Correlated Attention in Transformers for Multivariate Time Series

Quang Minh Nguyen,Lam M. Nguyen,Subhro Das
2023-11-21
Abstract:Multivariate time series (MTS) analysis prevails in real-world applications such as finance, climate science and healthcare. The various self-attention mechanisms, the backbone of the state-of-the-art Transformer-based models, efficiently discover the temporal dependencies, yet cannot well capture the intricate cross-correlation between different features of MTS data, which inherently stems from complex dynamical systems in practice. To this end, we propose a novel correlated attention mechanism, which not only efficiently captures feature-wise dependencies, but can also be seamlessly integrated within the encoder blocks of existing well-known Transformers to gain efficiency improvement. In particular, correlated attention operates across feature channels to compute cross-covariance matrices between queries and keys with different lag values, and selectively aggregate representations at the sub-series level. This architecture facilitates automated discovery and representation learning of not only instantaneous but also lagged cross-correlations, while inherently capturing time series auto-correlation. When combined with prevalent Transformer baselines, correlated attention mechanism constitutes a better alternative for encoder-only architectures, which are suitable for a wide range of tasks including imputation, anomaly detection and classification. Extensive experiments on the aforementioned tasks consistently underscore the advantages of correlated attention mechanism in enhancing base Transformer models, and demonstrate our state-of-the-art results in imputation, anomaly detection and classification.

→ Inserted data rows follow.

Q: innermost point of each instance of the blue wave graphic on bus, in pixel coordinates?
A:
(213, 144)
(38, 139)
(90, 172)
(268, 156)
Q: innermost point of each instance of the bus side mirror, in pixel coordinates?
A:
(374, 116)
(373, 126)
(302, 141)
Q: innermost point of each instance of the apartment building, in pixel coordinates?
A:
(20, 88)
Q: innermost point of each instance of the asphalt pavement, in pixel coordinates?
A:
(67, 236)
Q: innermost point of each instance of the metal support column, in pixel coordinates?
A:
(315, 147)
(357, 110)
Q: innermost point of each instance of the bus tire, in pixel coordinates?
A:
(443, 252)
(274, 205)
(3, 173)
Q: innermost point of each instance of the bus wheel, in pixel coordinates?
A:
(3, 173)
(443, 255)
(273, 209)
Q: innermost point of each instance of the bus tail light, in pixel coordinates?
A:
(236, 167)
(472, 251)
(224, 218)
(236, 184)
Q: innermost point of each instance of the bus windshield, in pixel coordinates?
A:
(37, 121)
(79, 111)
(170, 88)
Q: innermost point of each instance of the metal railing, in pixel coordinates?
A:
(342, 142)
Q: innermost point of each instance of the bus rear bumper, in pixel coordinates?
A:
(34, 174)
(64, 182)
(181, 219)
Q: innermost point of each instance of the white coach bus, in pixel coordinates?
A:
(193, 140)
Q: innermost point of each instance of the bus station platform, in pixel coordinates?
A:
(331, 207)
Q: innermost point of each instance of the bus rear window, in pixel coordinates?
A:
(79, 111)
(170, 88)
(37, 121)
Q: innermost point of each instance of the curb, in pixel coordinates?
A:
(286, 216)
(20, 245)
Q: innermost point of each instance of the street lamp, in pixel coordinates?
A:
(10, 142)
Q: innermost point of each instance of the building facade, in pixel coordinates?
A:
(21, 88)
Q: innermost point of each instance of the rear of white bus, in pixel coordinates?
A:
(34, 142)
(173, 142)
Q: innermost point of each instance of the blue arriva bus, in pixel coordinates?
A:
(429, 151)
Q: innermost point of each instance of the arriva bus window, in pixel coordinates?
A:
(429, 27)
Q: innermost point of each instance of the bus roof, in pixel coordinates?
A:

Machine Learning,Artificial Intelligence
What problem does this paper attempt to address?
The paper primarily aims to address issues in the analysis of Multivariate Time Series (MTS), particularly focusing on the limitations of existing Transformer-based models in capturing the complex cross-correlations between different features in MTS data. Specifically, the paper attempts to solve the following key problems: 1. **Improving the performance of Transformer models in non-predictive tasks**: Although existing Transformer-based models excel in capturing temporal dependencies, they have limitations in handling the cross-correlations between different features in MTS data. Therefore, the paper proposes a new correlation attention mechanism designed to efficiently capture the dependencies between features and seamlessly integrate into existing well-known Transformer models, thereby enhancing their performance in non-predictive tasks such as imputation, anomaly detection, and classification. 2. **Capturing lagged cross-correlations**: The paper emphasizes the importance of lagged cross-correlations in MTS data, a phenomenon where changes in one variable may only reflect in another variable after a certain delay. Despite the common occurrence of this phenomenon in practice, existing Transformer-based methods have not fully utilized this information to improve their performance in target applications. Hence, the proposed correlation attention mechanism is specifically designed to capture these lagged cross-correlations. 3. **Enhancing existing Transformer architectures**: By proposing a novel correlation attention mechanism, the paper aims to efficiently learn both immediate and lagged cross-correlations between different variables in MTS data. This mechanism can be seamlessly integrated with existing powerful Transformer models (such as Vanilla Transformer, Non-stationary Transformer, etc.) to enhance their performance. In summary, the core contribution of the paper lies in proposing a new correlation attention mechanism that not only effectively captures the cross-correlations between different features in MTS data but also significantly improves the performance of these models in various non-predictive tasks through integration with existing Transformer models.